Tamarisk usually grow in saline soils, making Parsa and the Shamsi Desert ideal for them. They grow in or alongside streams, waterways, bottom lands, banks, and drainage washes of water bodies, moist rangelands and pastures. Their salt tolerance comes from evolutionary developments, not kaithur, but even enables them to survive in salt pans, salt flats, coasts and alongside any body of water whether brackish or freshwater.


Life Cycle



Angiosperm

Asexual Cloning

Monoecious

Capsule
Maliha Tamarisk reproduce sexually by seed which are then dispersed by wind, flood and animals. It may sometimes spread by suckering and rooting of buried stem segments that have broken off too. The small flowers are pink to white, blooming densely and covering the fine brances in the summer. Their petals are about 2mm long.

Each flower can produce thousands of tiny seeds in small capsules, each seed having a tufts of hair for wind dispersal. Seeds break free all at once on windy evenings, an eye catching spectacle as the tree imparts solar plasma into each bulb to protect it—countless tiny suns scattering into the night! Yet there are still many local species with resistances to solar magic which will readily gobble these up, few surviving their journey. And in order to germinate, seeds must saturate in damp soil especially older seeds. Freshly dispersed seeds germinate easily when they fall on wet soil but if they do not reach a suitable place, they lose their viability within a few weeks of dispersing.


Uses


Tamarisk trees are used ornamentally, as windbreaks and as shade trees. The wood is also useful for carpentry, bows made from their wood and ibex horns are extremely powerful. Tamarisk are also useful as fire barriers, naturally releasing a watery aura in response to fire. Even dry, their wood is difficult to burn as it's ash content is 30%-40% as well as because of the salt on its leaves. It will regrow after fire unless it's crown root is destroyed.
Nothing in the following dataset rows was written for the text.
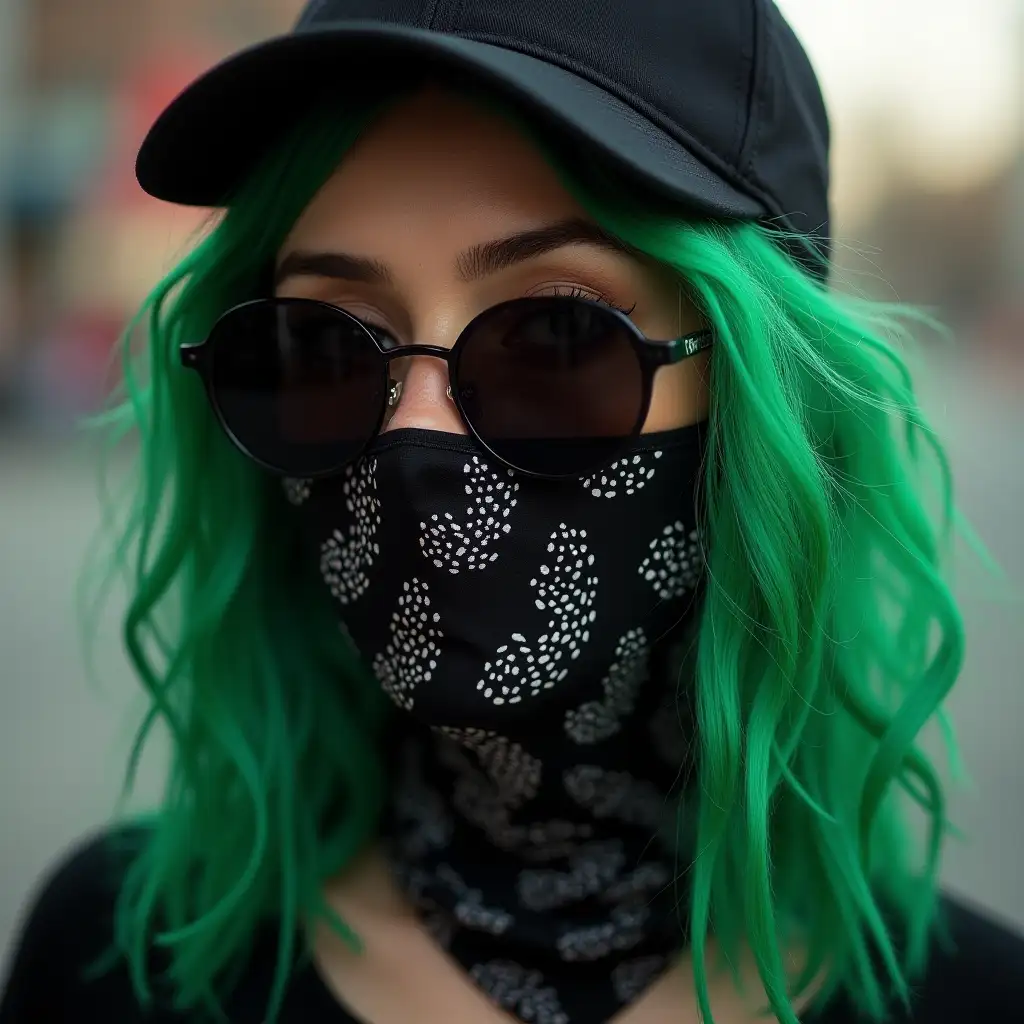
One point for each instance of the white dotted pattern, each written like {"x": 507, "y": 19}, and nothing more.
{"x": 470, "y": 910}
{"x": 345, "y": 557}
{"x": 625, "y": 476}
{"x": 516, "y": 773}
{"x": 615, "y": 795}
{"x": 411, "y": 656}
{"x": 623, "y": 931}
{"x": 565, "y": 589}
{"x": 674, "y": 564}
{"x": 593, "y": 868}
{"x": 457, "y": 546}
{"x": 519, "y": 990}
{"x": 597, "y": 720}
{"x": 475, "y": 799}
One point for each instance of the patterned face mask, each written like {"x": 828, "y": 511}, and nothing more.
{"x": 482, "y": 597}
{"x": 539, "y": 758}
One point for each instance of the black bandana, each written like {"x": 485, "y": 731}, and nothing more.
{"x": 523, "y": 626}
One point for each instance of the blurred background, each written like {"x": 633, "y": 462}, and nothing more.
{"x": 927, "y": 100}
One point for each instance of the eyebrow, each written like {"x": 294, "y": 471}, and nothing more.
{"x": 472, "y": 264}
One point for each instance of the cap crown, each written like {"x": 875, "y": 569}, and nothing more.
{"x": 727, "y": 79}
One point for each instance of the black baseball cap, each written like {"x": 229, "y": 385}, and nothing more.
{"x": 712, "y": 104}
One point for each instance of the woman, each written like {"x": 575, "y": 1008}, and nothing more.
{"x": 554, "y": 602}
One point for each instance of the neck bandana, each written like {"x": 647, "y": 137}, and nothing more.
{"x": 523, "y": 628}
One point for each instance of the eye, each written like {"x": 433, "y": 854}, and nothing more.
{"x": 580, "y": 292}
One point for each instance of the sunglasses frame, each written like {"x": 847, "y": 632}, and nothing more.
{"x": 650, "y": 355}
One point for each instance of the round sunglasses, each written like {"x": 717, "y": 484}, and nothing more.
{"x": 552, "y": 386}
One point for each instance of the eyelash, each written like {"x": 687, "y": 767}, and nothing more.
{"x": 561, "y": 291}
{"x": 577, "y": 292}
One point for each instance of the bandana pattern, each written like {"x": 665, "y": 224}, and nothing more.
{"x": 520, "y": 626}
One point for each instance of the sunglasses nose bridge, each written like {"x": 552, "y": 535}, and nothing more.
{"x": 395, "y": 385}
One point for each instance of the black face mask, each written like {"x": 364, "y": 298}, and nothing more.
{"x": 521, "y": 626}
{"x": 481, "y": 597}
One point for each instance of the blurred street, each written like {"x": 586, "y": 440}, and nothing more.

Thanks to its height and the shade it provides, capable of living without irrigation in harsh desert environments, this tree is often cultivated in the yards of homes in Arabiyy villages. There are even those who cultivate a substance called manna from the maliha tamarisk. Certain aphids with Ithisda's Touch are able to extract water from the tree without triggering it's defenses, secreting a sweet edible substance which imparts concentrated, drinkable water. Desert travelers have been known to survive off of manna. It is extremely hydrating and a natural sweetener.